You're a man with conviction.

THE_Dawson said...

Costumes and Kickball, that's what RRR does!!!

Good all around showing last night. I think we made quite the impression on the league.(Do not know if it was a good one) There were a few "not these guys again" remarks as we gathered to collect our prize money, then chanted and danced our way back to the bar. It was fun interupting random games as I cruised through the fields on my broom. Bring on the slip n' slide next week!!!

Nice write up!!!

7-8-9...Bazinga!!!

April (tall) said...

Nice Recap... of course, I don't know if the Evil Monkey would bang Dorthy...

All & all, a great time with a bunch of great people.

Lions, and Tigers, and Red Rockets! Oh, my!

Maria said...

I'm not gonna lie, there were people in the crowd cheering for us to win. I mean, we put forth the effort and executed. They may not like us, but it's obviously because they want to BE us!!

Great turn out Rockets, Proud of you! BOOP!

YellowBird said...

That ass raping, facial shots and Anal Eaze are really par for the course, Cathy.

The flying monkey would totally do Dorothy.

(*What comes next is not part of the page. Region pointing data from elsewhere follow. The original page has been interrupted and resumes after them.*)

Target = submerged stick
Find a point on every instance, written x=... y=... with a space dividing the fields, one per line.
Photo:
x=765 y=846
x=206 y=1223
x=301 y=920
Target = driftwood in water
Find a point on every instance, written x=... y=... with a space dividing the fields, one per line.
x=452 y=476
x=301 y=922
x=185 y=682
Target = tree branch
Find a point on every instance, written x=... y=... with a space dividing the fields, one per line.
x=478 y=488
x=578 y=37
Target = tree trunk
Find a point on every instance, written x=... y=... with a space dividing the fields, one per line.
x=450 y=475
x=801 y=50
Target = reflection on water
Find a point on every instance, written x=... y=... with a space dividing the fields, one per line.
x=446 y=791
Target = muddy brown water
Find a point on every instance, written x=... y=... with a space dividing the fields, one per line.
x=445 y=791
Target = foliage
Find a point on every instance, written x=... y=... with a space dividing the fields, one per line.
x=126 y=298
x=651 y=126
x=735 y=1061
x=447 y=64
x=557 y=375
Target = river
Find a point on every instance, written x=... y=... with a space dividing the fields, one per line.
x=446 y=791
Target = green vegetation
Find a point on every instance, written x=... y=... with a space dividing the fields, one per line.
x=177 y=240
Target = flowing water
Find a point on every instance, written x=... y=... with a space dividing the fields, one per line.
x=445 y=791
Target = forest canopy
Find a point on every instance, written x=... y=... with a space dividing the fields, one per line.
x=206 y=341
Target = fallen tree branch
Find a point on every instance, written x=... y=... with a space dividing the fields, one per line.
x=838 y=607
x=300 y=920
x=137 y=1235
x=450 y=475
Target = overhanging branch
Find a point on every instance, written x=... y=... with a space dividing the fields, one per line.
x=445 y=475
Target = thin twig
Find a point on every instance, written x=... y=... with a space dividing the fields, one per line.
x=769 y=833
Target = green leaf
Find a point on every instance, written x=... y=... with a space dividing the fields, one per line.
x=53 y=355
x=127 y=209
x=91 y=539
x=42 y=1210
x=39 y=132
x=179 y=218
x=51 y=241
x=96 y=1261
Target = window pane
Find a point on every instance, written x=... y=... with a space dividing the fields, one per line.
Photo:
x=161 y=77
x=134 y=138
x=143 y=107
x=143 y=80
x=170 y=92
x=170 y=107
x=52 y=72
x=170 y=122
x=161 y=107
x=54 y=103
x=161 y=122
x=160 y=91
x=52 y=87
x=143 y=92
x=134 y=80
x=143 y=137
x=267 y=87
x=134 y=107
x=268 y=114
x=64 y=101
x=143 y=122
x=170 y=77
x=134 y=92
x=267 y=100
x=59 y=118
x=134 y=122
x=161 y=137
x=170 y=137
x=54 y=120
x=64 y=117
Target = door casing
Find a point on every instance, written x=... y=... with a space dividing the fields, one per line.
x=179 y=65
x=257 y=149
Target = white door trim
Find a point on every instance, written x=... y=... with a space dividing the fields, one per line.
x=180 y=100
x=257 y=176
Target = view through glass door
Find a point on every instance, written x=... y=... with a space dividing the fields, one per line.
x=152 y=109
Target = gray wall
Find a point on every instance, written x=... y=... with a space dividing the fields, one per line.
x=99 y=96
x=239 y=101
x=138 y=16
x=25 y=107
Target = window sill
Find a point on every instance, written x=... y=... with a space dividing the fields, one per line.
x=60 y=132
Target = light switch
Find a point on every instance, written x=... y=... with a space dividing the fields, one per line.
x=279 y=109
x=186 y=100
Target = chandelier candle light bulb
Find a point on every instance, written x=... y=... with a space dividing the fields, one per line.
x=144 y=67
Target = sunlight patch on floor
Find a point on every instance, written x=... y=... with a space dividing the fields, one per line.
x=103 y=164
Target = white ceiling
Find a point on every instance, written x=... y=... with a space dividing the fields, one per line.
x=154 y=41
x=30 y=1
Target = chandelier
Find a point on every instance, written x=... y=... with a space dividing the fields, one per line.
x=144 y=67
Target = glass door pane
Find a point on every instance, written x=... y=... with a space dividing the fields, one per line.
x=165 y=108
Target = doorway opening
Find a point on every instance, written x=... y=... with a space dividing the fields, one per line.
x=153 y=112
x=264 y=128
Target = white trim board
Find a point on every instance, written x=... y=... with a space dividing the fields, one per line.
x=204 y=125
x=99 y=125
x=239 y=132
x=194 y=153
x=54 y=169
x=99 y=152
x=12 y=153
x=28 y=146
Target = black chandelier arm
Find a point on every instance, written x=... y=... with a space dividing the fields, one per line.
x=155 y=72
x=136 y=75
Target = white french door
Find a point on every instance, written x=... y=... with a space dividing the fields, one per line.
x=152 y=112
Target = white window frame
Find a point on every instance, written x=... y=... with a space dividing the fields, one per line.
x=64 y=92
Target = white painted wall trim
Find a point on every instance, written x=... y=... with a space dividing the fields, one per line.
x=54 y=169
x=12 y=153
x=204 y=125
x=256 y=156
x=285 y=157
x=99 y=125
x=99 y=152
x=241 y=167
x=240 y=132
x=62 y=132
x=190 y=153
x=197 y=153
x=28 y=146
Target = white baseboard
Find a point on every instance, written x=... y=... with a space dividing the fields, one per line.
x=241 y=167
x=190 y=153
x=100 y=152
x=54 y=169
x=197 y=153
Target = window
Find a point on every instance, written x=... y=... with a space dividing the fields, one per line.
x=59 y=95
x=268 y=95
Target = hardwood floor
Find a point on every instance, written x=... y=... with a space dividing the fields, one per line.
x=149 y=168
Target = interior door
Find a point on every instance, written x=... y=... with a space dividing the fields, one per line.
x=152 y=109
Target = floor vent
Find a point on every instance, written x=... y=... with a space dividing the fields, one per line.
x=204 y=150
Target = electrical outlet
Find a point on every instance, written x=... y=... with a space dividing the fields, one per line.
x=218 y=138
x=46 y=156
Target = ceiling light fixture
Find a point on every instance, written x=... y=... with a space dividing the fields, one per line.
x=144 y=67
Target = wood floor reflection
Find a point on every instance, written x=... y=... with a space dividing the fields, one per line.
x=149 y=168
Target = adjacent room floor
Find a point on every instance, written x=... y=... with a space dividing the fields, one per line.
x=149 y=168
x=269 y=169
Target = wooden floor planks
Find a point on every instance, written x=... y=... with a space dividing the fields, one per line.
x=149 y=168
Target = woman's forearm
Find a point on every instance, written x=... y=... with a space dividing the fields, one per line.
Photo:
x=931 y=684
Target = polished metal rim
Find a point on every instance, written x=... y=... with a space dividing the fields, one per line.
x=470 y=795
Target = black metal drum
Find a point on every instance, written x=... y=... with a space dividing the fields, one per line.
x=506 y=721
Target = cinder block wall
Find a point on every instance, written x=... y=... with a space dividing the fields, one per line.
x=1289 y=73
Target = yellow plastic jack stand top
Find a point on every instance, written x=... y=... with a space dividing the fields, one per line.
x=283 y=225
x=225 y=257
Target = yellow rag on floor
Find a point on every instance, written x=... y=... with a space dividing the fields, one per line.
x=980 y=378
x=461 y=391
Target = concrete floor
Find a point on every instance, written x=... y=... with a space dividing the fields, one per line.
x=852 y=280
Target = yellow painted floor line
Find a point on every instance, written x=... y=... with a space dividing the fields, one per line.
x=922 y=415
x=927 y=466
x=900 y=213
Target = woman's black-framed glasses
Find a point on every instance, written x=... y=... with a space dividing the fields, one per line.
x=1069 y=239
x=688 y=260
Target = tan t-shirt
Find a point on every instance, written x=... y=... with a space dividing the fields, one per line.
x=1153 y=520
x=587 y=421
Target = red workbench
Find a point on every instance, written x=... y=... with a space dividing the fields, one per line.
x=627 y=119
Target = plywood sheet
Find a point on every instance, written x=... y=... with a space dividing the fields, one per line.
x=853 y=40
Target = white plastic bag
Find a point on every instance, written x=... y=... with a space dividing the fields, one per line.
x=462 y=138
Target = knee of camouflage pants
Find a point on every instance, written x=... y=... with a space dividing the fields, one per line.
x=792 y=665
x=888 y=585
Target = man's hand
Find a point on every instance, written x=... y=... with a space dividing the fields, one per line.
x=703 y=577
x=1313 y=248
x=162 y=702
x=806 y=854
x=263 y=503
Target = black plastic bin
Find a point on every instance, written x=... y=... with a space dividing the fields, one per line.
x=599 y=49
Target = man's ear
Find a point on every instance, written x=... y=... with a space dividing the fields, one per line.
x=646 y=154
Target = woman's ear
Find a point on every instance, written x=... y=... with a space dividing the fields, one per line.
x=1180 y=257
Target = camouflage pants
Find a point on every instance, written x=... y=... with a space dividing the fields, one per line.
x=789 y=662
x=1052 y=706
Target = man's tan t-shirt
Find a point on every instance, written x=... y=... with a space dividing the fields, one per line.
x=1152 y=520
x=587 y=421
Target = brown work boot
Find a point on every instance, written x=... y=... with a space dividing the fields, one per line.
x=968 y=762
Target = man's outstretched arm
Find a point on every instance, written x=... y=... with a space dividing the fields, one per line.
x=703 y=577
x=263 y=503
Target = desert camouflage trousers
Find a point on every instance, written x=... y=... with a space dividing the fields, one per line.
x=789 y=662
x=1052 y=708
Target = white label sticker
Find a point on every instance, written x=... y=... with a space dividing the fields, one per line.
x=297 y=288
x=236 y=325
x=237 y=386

Of course people hate us. We beat them at almost everything and then dance in front of them.

$150 should go pretty far at Gaspar's. Nobody wants to do a friday lunch there?

Nate Dawg said...

I would be worried that the "pink sock" would really be a "brown sock"...not cool by any means...but kinda hilar! Great write up as usually and I had a great time last night eventhough I was a little under the weather!

Mike Gorecki said...

great writeup as always yella, and how prompt your were with this one this week! keep it up!

one thing the report omitted was how "kick in the bullocks" participated in a "dick in a box" theme and put on RRR logo all over their boxes. found that to be pretty funny!

M. Gorecki said...

oops signed uo under the wrong gmail account. people are gonna be like "who the hell is michael?" lol

Ryan said...

"See, I never just did things just to do them. Come on, what am I gonna do? Just all of a sudden take my shirt off and run around bars with my shirt off like it's something to do?

Come on. I got a little more sense then that"

Ryan said...

"Yeah, I remember taking my shirt off at Gaspars."

YellowBird said...

Cocaine is a helluva drug.

E-FLO said...

That recap was the best one yet Yella...PINK SOCK! AWESOME!

Smithkey said...

Yella- In regards to the $150 bar tab, I think we pretty much decided to get wasted with it after the last game of the season. That was the talk last night but I also think it would be nice to use after the tournament.